ADDS Pashinyan, details
Armenia said Friday it would hold talks on a peace treaty with Azerbaijan in Geneva on Sunday, after recent deadly border clashes jeopardised the arch-foes' nascent normalisation process.
Last month, at least 286 people were killed from both sides before a US-brokered truce ended the worst clashes since the Caucasus neighbours' 2020 war.
Baku and Yerevan fought two wars — in 2020 and in the 1990s — over the contested region of Nagorno-Karabakh, an Armenian-populated enclave of Azerbaijan.
Armenia's Prime Minister Nikol Pashinyan said on Friday that Foreign Minister Ararat Mirzoyan and his Azerbaijani counterpart Jeyhun Bayramov "will meet on Sunday in Geneva to begin substantive talks regarding the text of the peace agreement."

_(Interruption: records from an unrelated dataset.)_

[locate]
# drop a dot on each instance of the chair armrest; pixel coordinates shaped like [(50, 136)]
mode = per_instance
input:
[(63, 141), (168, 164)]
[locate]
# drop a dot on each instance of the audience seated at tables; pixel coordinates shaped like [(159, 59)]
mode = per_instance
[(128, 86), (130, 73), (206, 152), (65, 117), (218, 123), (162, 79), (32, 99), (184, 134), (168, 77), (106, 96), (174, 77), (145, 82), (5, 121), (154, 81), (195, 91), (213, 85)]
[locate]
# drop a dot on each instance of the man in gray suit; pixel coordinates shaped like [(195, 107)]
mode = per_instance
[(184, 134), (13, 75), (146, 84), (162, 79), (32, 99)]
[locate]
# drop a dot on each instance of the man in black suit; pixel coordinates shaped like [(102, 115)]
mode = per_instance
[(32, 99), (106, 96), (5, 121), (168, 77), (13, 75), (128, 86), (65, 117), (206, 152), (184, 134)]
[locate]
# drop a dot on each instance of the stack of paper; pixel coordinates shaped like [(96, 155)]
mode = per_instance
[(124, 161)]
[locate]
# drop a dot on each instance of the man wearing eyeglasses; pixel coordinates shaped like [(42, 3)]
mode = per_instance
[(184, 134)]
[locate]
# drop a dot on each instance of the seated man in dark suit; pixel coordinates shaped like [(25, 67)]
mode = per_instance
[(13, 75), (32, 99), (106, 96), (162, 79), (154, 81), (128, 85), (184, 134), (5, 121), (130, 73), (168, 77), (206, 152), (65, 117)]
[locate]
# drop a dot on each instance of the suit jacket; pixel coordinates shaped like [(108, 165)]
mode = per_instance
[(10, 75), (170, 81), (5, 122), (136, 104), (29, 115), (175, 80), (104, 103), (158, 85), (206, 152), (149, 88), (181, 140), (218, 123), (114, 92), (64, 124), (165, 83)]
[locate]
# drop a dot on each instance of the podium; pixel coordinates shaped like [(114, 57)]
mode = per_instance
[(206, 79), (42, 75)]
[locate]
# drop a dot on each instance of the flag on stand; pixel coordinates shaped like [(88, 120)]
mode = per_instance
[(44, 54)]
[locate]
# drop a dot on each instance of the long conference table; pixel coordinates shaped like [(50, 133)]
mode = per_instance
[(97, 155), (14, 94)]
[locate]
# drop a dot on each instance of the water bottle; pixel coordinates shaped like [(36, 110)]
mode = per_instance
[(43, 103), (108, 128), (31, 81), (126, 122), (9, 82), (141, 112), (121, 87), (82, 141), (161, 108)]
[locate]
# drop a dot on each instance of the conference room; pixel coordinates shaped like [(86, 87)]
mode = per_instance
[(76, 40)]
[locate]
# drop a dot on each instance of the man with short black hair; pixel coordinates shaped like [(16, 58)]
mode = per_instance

"So far, there wasn't a single document on the negotiating table, which we could sign or reject," he said in televised remarks.
The two foreign ministers last met for talks mediated by US Secretary of State Antony Blinken on September 20 in New York.
Armenia said three of its troops were killed in border clashes with Azerbaijan last week. Yerevan at the time accused Azerbaijan of provoking the attack and demanded the deployment of an international observer mission on the ground.
The six-week war in 2020 claimed the lives of more than 6,500 troops from both sides and ended with a Russian-brokered ceasefire.
Under the deal, Armenia ceded swathes of territory it had controlled for decades, and Moscow deployed about 2,000 Russian peacekeepers to oversee the fragile truce.
With Moscow increasingly isolated on the world stage following its February invasion of Ukraine, the United States and the European Union have taken a leading role in mediating the Armenia-Azerbaijan normalisation process.
During EU-led negotiations in Brussels in April and May, Azerbaijani President Ilham Aliyev and Pashinyan agreed to "advance discussions" on a future peace treaty.
They last met in Brussels on August 31, for talks mediated by European Council President Charles Michel.
The talks also focus on border delimitation and the reopening of transport links.
When the Soviet Union collapsed in 1991, ethnic Armenian separatists in Nagorno-Karabakh broke away from Azerbaijan. The ensuing conflict claimed around 30,000 lives.